Me planté delante de la puerta y con la cuerda empecé a atar un cabo en el gancho que había, y que era muy fuerte. En vez de seguir le pasé el rollo a Arky.
—¿Tú lo notas, Sandy? —preguntó él—. Y ha vuelto a joderse la radio; solo se oye estática. He oído a Steff por la ventana, insultándola.
—Da igual. Haz un nudo con la punta de la cuerda. Usa el gancho.
—¿Eh?
—Ya me has oído.
Yo, que tenía sujeto el bucle del otro extremo de la cuerda, me lo pasé por el cuerpo, me lo subí hasta la cintura y lo ajusté. Era un nudo corredizo que había hecho Curt, y que se cerró sin dificultad.
—Sargento, no puedes hacerlo.
Arky intentó cogerme por el hombro, pero la verdad es que sin fuerza.
—Tú haz el nudo y aguanta —dije—. No entres pase lo que pase. Si… —Pero no, no iba a decir si desaparecemos; esas palabras no quería oírlas de mi boca—. Si pasa algo, dile a Steff que emita un código D en cuanto se despeje la estática.
—¡Pero bueno! —En boca de Arky se parecía más a «¡Bero bueeeno!»—. ¿Tú estás loco o qué? ¿No lo notas?
—Sí que lo noto —dije.
Y entré.
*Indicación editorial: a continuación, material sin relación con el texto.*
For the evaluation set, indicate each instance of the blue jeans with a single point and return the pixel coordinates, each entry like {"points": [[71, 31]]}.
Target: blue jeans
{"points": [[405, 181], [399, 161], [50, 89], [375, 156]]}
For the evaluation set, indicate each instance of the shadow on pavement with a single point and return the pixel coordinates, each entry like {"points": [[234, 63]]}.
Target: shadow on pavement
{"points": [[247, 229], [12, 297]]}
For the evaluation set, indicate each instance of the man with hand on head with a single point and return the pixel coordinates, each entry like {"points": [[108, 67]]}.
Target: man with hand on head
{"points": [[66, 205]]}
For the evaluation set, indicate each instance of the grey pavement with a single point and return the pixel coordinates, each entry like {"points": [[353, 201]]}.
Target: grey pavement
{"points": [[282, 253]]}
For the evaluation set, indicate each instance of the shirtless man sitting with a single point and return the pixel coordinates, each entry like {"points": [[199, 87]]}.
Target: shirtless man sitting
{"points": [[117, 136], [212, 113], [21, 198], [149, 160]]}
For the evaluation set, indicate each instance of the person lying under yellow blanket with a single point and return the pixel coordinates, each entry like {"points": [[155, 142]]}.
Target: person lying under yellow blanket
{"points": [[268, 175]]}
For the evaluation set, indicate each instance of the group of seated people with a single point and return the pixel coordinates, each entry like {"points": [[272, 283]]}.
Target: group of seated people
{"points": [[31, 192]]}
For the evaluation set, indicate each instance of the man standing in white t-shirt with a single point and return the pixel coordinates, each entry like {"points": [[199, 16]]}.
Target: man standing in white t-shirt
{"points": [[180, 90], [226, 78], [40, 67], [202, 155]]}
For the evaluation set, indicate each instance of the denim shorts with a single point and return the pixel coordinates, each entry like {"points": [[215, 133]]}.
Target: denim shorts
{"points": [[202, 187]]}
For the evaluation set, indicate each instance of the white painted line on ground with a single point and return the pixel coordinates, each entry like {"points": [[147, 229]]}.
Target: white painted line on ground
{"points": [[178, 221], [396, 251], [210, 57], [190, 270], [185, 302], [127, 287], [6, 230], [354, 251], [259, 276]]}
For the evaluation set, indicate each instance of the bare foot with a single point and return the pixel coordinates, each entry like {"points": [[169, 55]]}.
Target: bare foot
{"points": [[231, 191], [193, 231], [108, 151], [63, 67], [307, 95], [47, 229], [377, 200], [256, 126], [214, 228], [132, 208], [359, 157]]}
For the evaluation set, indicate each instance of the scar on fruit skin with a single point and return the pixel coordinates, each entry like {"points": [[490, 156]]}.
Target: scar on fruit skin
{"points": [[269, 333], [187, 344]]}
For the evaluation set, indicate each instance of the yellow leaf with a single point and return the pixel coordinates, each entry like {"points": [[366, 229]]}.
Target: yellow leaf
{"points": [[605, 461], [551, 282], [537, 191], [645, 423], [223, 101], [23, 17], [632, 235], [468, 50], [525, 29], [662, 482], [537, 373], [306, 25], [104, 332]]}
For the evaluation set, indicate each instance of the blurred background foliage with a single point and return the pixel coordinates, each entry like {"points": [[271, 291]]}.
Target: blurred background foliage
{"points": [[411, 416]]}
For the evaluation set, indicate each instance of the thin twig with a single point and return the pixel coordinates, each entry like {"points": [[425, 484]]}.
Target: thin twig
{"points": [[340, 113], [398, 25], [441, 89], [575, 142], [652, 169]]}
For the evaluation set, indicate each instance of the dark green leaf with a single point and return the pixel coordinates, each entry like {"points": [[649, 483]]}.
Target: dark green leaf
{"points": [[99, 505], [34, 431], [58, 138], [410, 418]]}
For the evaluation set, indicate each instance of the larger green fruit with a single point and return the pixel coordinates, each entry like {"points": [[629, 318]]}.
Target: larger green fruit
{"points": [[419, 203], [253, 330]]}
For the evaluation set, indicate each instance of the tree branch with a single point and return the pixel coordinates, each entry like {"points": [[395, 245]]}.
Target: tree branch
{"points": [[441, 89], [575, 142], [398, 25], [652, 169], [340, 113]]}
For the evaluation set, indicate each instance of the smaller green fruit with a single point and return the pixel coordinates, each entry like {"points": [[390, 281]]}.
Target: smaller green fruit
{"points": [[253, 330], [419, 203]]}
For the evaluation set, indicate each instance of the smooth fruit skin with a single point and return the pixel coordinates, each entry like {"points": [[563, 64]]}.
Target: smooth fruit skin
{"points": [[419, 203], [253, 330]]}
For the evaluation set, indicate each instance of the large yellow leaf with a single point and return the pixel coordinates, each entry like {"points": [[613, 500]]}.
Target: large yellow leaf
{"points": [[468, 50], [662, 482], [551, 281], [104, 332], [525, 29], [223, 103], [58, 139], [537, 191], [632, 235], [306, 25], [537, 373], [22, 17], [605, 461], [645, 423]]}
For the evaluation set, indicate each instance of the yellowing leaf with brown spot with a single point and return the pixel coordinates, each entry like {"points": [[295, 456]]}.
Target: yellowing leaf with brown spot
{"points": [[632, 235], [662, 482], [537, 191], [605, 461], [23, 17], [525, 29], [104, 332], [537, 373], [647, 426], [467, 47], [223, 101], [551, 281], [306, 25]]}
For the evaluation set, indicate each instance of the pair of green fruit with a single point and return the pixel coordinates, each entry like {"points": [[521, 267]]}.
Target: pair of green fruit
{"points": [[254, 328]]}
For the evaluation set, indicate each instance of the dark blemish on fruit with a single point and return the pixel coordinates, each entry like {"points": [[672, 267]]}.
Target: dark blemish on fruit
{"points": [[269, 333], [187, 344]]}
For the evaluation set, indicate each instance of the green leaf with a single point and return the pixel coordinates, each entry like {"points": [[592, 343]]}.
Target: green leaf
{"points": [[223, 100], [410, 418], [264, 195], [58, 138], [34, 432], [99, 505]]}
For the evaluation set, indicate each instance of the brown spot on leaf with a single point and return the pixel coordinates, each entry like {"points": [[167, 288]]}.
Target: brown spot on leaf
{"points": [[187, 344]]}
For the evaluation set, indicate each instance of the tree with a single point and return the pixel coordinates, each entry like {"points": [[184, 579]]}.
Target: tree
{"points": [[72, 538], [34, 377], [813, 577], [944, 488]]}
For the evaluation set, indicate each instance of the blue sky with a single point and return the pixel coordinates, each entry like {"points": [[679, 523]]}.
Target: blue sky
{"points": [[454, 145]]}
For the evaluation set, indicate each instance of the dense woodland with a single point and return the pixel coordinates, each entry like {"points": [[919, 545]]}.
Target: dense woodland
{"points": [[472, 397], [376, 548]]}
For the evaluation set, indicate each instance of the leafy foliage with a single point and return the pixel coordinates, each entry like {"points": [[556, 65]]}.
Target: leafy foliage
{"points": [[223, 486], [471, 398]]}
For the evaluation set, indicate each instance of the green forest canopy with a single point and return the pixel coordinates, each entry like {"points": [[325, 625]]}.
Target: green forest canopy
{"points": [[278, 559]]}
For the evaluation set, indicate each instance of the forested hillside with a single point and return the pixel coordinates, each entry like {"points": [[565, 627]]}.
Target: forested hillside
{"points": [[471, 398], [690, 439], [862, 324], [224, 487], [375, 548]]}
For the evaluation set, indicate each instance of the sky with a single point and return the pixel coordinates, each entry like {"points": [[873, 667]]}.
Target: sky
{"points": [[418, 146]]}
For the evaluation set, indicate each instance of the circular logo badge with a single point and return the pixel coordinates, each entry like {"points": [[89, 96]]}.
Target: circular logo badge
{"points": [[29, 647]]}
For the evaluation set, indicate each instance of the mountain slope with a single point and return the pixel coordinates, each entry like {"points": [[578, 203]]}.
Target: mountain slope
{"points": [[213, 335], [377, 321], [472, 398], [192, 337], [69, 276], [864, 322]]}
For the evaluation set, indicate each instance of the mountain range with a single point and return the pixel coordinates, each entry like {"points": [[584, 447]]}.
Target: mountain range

De camino iba sacudiendo la cuerda para que no se enganchara. Me sentía como un buzo bajando a profundidades desconocidas, y vigilando el tubo del aire no porque crea en serio que sirva de algo vigilarlo, sino como una manera de estar ocupado y no pensar en lo que pueda estar nadando en la oscuridad de alrededor, justo donde no alcanza tu luz.
El Buick 8, nuestro secretito, tan gordo y lujoso con sus neumáticos de franja blanca, zumbaba muy adentro, en sus cavernas interiores. La pulsación era más fuerte que el zumbido, y yo, ahora que estaba dentro, noté que interrumpía sus tibios esfuerzos por no dejarme entrar. Ahora, en vez de empujar con su mano invisible, estiraba.
El chaval estaba sentado al volante con el bidón de gasolina en el regazo, las mejillas y la frente blancas, y la piel tersa y brillante en esas mismas zonas. Al acercarme, su cabeza pivotó en su cuello con lentitud de robot, y me miró. Tenía los ojos muy abiertos y negros. Era la mirada estúpidamente serena de los que están muy drogados, o de los que tienen el cuerpo destrozado. La única emoción que quedaba en sus ojos era una tozudez tremenda, cansada; la misma insistencia adolescente en que tenía que haber una respuesta, y él tenía que saberla. Tenía derecho. Que era, claro, lo que había usado el Buick. Lo que había usado contra él.
—Ned.
—Yo de ti saldría, sargento. —Pronunciando bien cada sílaba, pausadamente—. No queda mucho tiempo. Ya viene. Parecen pasos.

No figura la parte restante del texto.